Reichtum der Gefühle in der Musik

Das 5. Kammerkonzert der Jenaer Philharmonie war erneut ein Publikumsmagnet, diesmal mit Meisterwerken von Franz Schubert aus seinen letzten Lebensjahren.

Jeannina Gutiérrez de Sommer (Violine), Bettina Wappler (Violine), Hasmik Karapetyan (Viola) und Christiane Backhaus (Violoncello) begannen mit dem Streichquartett Nr. 13 a-Moll op. 29 „Rosamunde“, vier Jahre vor seinem Tod 1824 komponiert. Ein in seiner Form ungewöhnliches Stück in diesem Genre, beinahe inhaltlich an Symphonisches oder an Balladen erinnernd. Dramatisch beginnend über ein liedhaft anmutendes Andante hin zum Menuetto voller Melancholie, aber auch Aufbrüchen bis zum rhythmisch betonten Abgesang –  von den Musikerinnen eindrucksvoll interpretiert. Sie vermochten Akzente zu setzen, stimmig im Blick auf den dann folgenden Zyklus „Winterreise“.

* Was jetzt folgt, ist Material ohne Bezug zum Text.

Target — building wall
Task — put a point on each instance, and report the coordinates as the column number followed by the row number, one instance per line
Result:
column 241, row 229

Inhaltlich geht es Schubert in den 24 Liedern mit Texten von Wilhelm Müller -ein Jahr vor seinem Tod komponiert- um einen Wanderer, der durch seine Welt und Zeit zieht. Im Original mit Klavierbegleitung, an diesem Vormittag mit Streichquartett in einer Bearbeitung von Jens Josef, eine Premiere, und selbst für Kenner eine Überraschung, wobei der Tenor Uwe Stickert (Bild) inhaltlich alle Nuancen von Lyrisch bis Dramatisch zu gestalten wusste. Und dies mit einer Auswahl von zehn Liedern, beginnend mit „Gute Nacht“, über „Wetterfahne“, „Frühlingstraum“ und anderen bis zum vertrauten „Leiermann“ am Ende. Alles in allem ein Kunsterlebnis der besonderen Art, vom Publikum mit reichlich Beifall bedankt.